¹H NMR (300MHz, trichloromethane-d) δ 8.96(d, J ═ 4.5Hz,2H),8.81(d, J ═ 8.5Hz,2H),8.50(m,2H),8.12(m,4H),7.84(m,4H),7.74(m,2H),7.69-7.52(m,4H),6.47(d, J ═ 12.1Hz,2H),6.32(m,2H),6.22-6.05(m,2H),5.62(m,2H),5.46-5.39(m,2H),5.39-5.32(m,3H),5.29(m,1H),4.98-4.90(m,2H),4.86(m,2H),4.64(d, J ═ 11.9, 2H),4.81 (m,2H),4.42 (m,3H), 4.65 (m,2H), 3H), 4.43 (m,2H), 3H), 3.65 (m,3H), 2.22-2.03(m,8H),1.50-1.36(m, 2H).

Example 9.4, 4' -bis (cinchonidine-N-methyl) diphenylmethane dibromide (5)

In a 25mL round bottom flask, bis (4- (bromomethyl) phenyl) methane (300mg, 0.847mmol) was added to (-) -cinchonidine (449mg, 1.52mmol) and the mixture was stirred in ethanol: n, N-dimethylformamide: chloroform (5: 6: 2) in a mixed solvent (4mL) at 110 ℃ under stirring and refluxing for 3.5 hours. The reaction mixture was cooled to room temperature and added dropwise to diethyl ether (50mL) to precipitate a solid, which was then filtered under reduced pressure. The resulting solid was isolated and purified by column chromatography (dichloromethane/methanol) to give a pale yellow solid (352mg) which was the desired product.

¹H NMR(300MHz,DMSO-d₆)δ8.98(d,J＝4.4Hz,2H),8.31(d,J＝8.5Hz,2H),8.10(dd,J＝8.4,1.3Hz,2H),7.88-7.65(m,10H),7.49(d,J＝8.1Hz,4H),6.73(d,J＝4.9Hz,2H),6.55(d,J＝4.9Hz,2H),5.73-5.58(m,2H),5.27-5.10(m,4H),5.06(d,J＝12.2Hz,2H),4.95(d,J＝10.5Hz,2H),4.40-4.21(m,2H),4.14(s,2H),4.09-3.86(m,4H),3.85-3.72(m,2H),3.40-3.30(m,2H),2.69(d,J＝7.9Hz,2H),2.16-1.94(m,6H),1.91-1.74(m,2H),1.37-1.20(m,2H)。

Example 10.4, 4' -bis (O (9) -allylcinchonidine-N-methyl) diphenylmethane dibromide (6)

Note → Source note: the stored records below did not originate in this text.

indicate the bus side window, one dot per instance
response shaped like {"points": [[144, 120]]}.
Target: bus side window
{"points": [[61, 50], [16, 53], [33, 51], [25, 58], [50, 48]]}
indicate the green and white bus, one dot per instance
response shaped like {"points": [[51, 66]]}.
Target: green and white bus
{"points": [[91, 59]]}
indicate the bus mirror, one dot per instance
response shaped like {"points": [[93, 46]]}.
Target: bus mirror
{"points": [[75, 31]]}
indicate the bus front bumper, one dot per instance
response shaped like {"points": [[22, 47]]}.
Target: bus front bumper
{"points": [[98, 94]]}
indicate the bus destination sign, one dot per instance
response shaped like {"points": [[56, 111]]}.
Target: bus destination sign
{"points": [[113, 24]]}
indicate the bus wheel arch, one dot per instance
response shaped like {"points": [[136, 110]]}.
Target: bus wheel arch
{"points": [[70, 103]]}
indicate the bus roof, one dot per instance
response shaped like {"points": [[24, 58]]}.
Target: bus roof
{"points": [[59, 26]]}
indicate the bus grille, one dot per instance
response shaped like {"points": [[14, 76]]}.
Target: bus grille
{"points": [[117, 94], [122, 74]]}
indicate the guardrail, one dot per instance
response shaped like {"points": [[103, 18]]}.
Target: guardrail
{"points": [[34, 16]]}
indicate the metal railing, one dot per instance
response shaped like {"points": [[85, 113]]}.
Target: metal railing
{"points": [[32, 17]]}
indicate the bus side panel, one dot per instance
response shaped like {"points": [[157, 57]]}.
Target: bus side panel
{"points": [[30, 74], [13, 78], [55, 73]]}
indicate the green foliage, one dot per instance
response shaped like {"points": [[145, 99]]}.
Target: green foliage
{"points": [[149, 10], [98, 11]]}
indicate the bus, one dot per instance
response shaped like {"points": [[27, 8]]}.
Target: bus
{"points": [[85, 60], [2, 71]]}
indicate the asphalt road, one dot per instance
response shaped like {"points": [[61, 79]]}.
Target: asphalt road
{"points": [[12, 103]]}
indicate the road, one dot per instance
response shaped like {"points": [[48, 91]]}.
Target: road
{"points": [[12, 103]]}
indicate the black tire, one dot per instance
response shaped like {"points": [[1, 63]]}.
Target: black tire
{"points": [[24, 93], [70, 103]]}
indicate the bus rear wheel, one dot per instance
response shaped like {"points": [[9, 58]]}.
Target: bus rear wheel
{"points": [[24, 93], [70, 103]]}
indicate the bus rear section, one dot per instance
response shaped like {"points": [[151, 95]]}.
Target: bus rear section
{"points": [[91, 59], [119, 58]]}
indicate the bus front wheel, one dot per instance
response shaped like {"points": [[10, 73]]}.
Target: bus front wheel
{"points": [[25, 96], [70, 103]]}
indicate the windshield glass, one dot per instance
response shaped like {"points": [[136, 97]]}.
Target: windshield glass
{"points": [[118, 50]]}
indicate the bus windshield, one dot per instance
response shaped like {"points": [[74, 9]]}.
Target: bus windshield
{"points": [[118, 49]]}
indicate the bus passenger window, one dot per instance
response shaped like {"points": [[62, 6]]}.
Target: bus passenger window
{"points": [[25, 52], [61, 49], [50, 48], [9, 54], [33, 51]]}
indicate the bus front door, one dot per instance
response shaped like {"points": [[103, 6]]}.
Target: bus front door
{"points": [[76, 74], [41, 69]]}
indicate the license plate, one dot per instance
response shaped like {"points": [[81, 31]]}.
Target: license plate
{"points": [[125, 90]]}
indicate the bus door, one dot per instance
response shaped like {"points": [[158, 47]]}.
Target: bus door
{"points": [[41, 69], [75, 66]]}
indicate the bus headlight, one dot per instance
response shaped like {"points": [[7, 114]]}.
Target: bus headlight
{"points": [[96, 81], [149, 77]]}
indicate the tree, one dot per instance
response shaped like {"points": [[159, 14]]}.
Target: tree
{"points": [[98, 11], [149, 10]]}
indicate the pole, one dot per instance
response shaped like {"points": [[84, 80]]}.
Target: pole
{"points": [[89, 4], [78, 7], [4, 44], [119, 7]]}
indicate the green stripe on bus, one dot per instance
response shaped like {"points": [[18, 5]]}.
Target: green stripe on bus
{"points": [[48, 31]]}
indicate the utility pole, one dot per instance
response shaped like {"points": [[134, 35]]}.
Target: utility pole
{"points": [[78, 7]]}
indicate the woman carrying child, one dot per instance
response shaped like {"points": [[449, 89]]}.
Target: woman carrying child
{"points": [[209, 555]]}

After compound 5(280mg, 0.297mmol) obtained by the method of example 9 was suspended in dichloromethane (7mL), 50% potassium hydroxide solution (0.35mL, 3.1mmol) and allyl bromide (254mL, 2.08mmol) were added, and the mixture was stirred at room temperature for 2.5 hours. The reaction mixture was diluted with water (5mL) and the organic layer was separated. The dichloromethane solution was dried over anhydrous magnesium sulfate and filtered. The obtained filtrate was distilled under reduced pressure to obtain a solid. The resulting solid was isolated and purified by column chromatography (dichloromethane/methanol) to give a pale yellow solid (141.6mg) which was the desired product.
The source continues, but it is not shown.